Yesterday, we got a call from the post office that our new babies had arrived. I drove right down to the little post office in the little town to pick them up.
If you have babies shipped through the mail, it’s a good idea to call the post office in advance, tell them what you’re expecting, give them your phone number, and ask them to call you when the birds arrive.
Our goslings came from the Holderread Waterfowl Farm and Preservation Center in Oregon. They ship them as day-olds. Babies don’t eat or drink much for the first 36-60 hours after birth, so this makes it a good time to box them up and send them on a trip.

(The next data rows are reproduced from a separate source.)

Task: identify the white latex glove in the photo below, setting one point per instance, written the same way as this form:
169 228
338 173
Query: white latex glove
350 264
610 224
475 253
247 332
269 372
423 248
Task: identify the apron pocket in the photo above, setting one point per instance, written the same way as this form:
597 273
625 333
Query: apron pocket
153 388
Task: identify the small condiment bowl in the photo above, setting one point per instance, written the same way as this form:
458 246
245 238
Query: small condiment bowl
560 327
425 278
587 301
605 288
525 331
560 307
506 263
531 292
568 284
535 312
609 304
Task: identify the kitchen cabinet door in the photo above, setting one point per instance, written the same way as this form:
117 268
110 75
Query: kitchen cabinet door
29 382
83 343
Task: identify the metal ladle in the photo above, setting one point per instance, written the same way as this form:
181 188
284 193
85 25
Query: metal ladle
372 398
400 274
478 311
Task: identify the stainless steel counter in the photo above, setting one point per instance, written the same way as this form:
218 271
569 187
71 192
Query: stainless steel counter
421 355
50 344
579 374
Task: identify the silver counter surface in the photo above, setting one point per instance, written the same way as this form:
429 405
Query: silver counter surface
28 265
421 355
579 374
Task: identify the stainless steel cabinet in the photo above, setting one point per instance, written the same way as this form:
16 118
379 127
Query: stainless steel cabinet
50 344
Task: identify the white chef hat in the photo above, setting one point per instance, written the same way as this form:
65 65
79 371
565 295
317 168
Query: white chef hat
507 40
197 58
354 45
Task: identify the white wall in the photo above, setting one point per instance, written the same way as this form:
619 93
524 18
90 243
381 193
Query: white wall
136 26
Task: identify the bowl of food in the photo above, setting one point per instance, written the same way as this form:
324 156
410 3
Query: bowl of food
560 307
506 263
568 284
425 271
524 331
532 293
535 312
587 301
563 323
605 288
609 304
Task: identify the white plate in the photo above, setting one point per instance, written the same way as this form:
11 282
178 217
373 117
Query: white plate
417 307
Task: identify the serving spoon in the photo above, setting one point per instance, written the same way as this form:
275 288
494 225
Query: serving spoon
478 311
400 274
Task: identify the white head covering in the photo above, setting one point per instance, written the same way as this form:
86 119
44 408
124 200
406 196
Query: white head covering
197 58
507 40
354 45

They arrive curious and active.
And maybe slightly irritated.
Not to mention outrageously adorable.
We have a “bargain” assortment of four goslings, though they did tell us that they are three American Blues and one American Lavender, two varieties of the American geese family, which also includes American Buffs (tan/fawn color). The Blues are a sort of bluish-gray and the Lavenders are a lighter silvery-lavender. They aren’t sexed, though, so I have no idea about that yet, but I hope there is a mix. Since they are of two very close variations on the same breed, it will work well to breed them together. The American Blues and American Lavenders look almost identical. You can see what mature American Blues and Lavenders look like here. American Blues and Lavenders are beautiful geese. They’re known to be calm and docile geese as well as good parents.
After moving them from the shipping box to a temporary brooder box, they discovered water–and were thirsty from their trip.
The first one discovers food!
You can already tell which one is the Lavender–it looks a little different from the other three.
We’ll be fixing up a bigger brooder box for them this weekend as they will quickly outgrow this temporary one. When they’re big enough, they’ll go to the chicken yard for a time then on to the pond.
We have geese!
Right after I opened the box at home. (They were still feeling a little ornery.)